|The Game of Petanque (Photo courtesy 'Petanque.org')|
In earlier issues of the North American Bowling News, we reported on other variations of the bowling game—bocce (Issue 8) and lawn bowling (Issue 5). In this edition, we'll discuss a similar game that is popular in France, as well as numerous other locations in the world—the game of Petanque. The main difference between bocce and lawn bowling vs. petanque is that in the prior two variations, balls are normally rolled, while in petanque, the balls are primarily thrown, but with a backspin technique similar to that of the French Canadian version of the rubberband duckpin game. 'Rolling a ball' is allowed, but not done nearly as often as the 'lobbing' motion—a motion that oftentimes in high-profile stadium competition exhibits a loft of 12-15 feet in height.
The game of boules, otherwise known as pétanque, is perhaps the sport that is closest to French hearts. Similar to British lawn bowling or Italian bocce, the French version is traditionally played with metallic balls on a dirt or fine gravel surface, mostly outdoors. Like our bowling alleys, the local 'bowladrome' is a social focal point for gatherings in southern France.
The object of the game is to throw your balls, usually with somewhat of an arched backspin so that they land closer to the small object ball (cochonet) than those of your opponent, or strike and drive the object ball toward your other balls and away from your opponent's. Unless you've played, or seen the game played, it's difficult to grasp the concept of the reason for using backspin on a dirt surface. It should be emphasized that the balls are mostly thrown, and not rolled. The backspin effect almost makes the game more like horseshoes than bowling.
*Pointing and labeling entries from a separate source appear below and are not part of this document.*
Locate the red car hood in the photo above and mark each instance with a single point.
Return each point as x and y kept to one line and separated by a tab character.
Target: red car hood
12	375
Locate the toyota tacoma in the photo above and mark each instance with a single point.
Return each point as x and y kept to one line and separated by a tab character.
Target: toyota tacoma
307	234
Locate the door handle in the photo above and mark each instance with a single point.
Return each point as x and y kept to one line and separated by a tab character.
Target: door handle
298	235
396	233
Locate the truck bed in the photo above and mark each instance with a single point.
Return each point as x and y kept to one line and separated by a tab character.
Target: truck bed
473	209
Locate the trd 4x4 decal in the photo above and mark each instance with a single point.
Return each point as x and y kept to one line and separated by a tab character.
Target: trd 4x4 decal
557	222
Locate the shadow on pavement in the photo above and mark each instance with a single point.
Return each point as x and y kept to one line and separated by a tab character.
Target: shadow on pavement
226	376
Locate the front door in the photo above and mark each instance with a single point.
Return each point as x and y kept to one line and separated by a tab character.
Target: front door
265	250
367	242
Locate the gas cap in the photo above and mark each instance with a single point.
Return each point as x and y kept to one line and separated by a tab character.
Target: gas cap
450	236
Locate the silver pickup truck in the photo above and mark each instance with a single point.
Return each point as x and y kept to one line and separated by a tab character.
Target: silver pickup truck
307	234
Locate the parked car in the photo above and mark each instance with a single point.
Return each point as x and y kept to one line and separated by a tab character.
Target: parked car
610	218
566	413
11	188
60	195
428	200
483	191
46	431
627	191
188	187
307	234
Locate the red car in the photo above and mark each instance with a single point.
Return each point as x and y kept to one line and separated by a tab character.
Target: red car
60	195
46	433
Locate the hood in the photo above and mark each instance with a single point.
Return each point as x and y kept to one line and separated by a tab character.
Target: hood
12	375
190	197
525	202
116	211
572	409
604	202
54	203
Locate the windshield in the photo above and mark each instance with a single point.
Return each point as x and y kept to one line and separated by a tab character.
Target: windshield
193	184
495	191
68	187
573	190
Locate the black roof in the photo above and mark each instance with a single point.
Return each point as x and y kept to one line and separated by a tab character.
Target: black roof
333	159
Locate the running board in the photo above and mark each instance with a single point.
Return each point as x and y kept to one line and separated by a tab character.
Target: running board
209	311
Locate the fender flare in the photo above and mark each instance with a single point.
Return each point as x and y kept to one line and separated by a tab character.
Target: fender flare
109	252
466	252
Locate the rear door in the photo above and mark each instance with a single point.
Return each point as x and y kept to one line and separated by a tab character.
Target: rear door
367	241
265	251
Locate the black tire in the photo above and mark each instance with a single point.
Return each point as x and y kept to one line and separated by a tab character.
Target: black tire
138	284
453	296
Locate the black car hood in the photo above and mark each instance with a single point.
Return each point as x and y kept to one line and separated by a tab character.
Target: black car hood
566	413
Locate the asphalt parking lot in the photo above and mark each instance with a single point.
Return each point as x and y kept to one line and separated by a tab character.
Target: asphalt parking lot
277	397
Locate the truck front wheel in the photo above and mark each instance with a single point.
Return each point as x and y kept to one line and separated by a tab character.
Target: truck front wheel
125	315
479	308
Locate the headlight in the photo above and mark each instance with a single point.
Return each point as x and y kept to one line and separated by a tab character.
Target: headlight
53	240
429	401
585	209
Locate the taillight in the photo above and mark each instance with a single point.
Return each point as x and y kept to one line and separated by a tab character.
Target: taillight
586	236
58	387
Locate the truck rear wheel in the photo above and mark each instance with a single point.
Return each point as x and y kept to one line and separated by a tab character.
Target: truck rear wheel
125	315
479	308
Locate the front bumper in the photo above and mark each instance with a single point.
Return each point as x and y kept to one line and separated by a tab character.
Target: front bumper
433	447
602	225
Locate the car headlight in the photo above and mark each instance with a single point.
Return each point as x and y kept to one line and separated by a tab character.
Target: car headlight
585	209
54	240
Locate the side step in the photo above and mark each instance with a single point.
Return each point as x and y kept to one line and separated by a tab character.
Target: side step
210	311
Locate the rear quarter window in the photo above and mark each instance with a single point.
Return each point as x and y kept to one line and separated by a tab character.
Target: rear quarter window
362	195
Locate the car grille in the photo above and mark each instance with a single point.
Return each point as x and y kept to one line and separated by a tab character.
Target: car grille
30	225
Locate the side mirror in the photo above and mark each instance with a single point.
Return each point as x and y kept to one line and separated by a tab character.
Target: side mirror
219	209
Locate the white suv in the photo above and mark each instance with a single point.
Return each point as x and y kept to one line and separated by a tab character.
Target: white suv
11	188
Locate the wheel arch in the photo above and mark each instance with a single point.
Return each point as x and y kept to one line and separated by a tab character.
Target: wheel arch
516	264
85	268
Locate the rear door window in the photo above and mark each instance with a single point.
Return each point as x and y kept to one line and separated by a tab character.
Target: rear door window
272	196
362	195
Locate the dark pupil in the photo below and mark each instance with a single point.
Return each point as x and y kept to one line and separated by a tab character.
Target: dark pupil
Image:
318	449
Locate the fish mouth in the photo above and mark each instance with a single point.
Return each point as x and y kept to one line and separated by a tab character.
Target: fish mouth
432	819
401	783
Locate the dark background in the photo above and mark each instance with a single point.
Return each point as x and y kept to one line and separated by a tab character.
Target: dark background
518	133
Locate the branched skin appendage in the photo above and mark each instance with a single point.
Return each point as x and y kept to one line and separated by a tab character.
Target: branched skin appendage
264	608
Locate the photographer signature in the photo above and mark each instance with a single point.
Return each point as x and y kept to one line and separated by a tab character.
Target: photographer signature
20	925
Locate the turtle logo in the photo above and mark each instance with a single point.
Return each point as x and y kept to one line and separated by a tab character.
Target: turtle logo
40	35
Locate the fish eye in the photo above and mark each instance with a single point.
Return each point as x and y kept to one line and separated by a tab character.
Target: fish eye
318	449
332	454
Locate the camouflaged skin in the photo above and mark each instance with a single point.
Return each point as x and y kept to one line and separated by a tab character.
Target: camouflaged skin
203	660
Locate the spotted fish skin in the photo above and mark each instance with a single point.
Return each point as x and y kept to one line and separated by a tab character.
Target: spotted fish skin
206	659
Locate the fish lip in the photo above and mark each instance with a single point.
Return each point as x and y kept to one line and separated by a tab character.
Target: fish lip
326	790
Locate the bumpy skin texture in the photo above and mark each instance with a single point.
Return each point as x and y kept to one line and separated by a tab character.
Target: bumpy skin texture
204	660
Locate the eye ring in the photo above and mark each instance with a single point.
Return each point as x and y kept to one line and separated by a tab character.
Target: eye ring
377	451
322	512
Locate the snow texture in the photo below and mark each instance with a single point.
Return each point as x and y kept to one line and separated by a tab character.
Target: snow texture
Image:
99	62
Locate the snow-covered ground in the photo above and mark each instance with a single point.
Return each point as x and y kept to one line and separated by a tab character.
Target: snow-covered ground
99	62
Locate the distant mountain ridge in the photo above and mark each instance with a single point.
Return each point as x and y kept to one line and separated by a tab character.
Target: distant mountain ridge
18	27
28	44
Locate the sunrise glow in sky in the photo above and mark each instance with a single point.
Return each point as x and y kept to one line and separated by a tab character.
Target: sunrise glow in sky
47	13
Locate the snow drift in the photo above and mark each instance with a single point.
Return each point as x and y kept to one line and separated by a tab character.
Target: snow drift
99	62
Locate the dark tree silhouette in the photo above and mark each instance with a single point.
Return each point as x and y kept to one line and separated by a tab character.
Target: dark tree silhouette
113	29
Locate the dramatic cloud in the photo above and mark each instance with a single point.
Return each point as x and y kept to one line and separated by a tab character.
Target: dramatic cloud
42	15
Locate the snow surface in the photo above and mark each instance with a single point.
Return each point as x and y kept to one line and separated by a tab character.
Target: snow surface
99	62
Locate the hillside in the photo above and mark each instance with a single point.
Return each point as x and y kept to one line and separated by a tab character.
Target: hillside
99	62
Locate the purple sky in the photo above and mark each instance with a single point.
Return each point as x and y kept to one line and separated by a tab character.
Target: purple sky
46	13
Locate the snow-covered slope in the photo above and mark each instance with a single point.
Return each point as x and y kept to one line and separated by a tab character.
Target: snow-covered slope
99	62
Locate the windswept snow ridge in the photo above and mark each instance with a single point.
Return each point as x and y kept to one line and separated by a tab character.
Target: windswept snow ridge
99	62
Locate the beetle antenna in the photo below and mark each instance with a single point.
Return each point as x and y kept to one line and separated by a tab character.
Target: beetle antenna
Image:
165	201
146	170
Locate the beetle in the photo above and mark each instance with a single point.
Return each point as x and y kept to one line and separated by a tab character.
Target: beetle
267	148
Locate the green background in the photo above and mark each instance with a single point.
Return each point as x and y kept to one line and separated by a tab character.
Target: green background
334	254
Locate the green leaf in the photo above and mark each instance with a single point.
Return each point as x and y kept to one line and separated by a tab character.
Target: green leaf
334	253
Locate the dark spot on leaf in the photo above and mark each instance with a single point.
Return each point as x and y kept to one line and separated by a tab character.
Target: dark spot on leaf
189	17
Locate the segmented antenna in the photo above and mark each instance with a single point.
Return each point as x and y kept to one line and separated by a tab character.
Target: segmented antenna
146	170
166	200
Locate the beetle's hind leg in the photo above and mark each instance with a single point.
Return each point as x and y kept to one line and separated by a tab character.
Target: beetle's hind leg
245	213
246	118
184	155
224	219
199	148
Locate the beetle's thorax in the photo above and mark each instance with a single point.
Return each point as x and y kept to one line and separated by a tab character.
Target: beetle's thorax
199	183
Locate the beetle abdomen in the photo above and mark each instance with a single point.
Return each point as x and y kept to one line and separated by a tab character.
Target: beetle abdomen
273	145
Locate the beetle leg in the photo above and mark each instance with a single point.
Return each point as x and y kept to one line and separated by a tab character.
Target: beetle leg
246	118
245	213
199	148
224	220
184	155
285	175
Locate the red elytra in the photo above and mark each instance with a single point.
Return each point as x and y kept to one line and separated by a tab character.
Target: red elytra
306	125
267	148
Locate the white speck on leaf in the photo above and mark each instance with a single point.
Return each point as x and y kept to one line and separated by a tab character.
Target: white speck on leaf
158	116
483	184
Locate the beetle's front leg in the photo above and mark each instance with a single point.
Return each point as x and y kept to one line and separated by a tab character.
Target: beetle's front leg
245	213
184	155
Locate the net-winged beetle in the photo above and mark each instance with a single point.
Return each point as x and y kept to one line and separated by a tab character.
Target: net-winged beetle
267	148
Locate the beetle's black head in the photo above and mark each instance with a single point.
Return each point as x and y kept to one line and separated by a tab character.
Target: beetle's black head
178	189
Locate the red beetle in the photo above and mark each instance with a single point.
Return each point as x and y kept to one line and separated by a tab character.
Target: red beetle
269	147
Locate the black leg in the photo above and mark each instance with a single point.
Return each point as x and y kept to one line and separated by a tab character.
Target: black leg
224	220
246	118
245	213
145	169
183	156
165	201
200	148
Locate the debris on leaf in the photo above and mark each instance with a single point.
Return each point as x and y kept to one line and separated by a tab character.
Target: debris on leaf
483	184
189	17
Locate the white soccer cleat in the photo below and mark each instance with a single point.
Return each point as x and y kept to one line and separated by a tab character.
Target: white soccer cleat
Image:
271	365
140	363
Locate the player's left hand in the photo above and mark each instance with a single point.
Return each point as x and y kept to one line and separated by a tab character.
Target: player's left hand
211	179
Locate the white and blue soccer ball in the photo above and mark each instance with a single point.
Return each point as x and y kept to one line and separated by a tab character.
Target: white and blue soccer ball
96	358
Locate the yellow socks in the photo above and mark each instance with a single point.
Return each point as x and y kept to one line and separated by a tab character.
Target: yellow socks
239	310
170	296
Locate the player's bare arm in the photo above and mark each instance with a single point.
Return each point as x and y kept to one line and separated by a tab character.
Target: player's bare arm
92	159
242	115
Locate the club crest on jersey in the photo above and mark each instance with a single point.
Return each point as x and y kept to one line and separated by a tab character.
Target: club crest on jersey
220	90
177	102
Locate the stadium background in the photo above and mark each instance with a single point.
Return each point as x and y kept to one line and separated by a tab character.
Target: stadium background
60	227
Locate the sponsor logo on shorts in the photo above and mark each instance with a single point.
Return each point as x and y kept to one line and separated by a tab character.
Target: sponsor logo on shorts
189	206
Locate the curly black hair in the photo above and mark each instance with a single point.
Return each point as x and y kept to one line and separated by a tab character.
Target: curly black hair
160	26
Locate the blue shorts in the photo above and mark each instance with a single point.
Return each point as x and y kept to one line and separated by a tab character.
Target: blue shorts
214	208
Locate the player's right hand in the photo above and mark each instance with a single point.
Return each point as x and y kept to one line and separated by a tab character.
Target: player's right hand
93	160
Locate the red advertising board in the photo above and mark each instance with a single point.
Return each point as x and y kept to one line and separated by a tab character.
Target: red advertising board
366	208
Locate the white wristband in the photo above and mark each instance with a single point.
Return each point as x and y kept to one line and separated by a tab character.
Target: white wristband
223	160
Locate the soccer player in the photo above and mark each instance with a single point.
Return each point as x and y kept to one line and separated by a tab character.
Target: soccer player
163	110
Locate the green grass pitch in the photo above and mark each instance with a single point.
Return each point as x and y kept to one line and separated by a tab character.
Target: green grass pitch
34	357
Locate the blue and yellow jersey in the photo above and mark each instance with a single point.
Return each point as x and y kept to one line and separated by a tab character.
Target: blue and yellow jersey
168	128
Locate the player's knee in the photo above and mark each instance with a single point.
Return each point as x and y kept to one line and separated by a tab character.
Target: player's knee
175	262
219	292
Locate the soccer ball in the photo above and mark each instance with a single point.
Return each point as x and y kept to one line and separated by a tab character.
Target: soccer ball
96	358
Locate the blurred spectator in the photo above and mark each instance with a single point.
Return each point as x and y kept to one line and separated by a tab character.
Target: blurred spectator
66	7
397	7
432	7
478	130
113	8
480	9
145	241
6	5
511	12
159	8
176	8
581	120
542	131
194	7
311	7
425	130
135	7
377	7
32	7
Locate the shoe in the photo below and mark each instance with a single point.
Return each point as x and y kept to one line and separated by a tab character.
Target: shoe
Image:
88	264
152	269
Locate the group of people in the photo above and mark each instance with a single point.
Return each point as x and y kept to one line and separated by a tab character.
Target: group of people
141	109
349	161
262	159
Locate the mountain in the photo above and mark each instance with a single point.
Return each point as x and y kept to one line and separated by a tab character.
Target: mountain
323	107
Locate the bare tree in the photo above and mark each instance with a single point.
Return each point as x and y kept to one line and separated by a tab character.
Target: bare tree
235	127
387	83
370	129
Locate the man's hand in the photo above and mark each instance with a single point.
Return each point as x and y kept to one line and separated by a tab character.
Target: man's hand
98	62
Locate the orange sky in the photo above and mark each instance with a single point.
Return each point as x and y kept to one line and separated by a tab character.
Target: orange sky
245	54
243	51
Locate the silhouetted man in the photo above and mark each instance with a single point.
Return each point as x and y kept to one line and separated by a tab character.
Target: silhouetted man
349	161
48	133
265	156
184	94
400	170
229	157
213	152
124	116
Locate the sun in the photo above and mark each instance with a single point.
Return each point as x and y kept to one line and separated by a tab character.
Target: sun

Tournament play is extremely fascinating. Accuracy is of paramount importance in the game of petanque.
Only one team gets points per round, and the teams play as many rounds as it takes to arrive at 13 points. The first team to arrive at 13 points wins.
In competition, you can either play 1 vs. 1 (3 balls per player); 2 vs. 2 (3 balls per player); or 3 vs. 3 (2 balls per player). The teams flip a coin to see who starts. The starting team draws a circle in the ground, then throws the target ball, or cochonet, out to a distance of 6 to 10 meters. The starting team then throws its first ball, trying to get as close as possible to the cochonet. Then the 2nd team's player stands in the circle, and tries to get its team's ball closer to the cochonet than the opposing team. As mentioned earlier, a common strategy is to aim at the opposing team's ball to knock it away from the object ball. If a team does get a ball closer than any of its opponents, it's called "having the point", and then the opposing team has to take the field and then attempt to get a ball closer to the cochonet. The team which does not have the closest ball to the cochonet keeps throwing balls until either they get closest, or they run out of balls to throw.
When all balls are thrown, only the balls of the one team that are closest to the cochonet are added to the running score. For example, if team A "has the point" and has 2 of its 3 balls closest to the cochonet than any of the opposing team's balls, then team A gets 2 points added to their score for the round.
The team which "had the point" in a previous round starts the new round, drawing a circle around the position of the cochonet and uses that as the new throwing circle. There can be lots of strategy used when playing Petanque. Defensive "walls" of balls in front of the cochonet may block an opponent from "getting the point".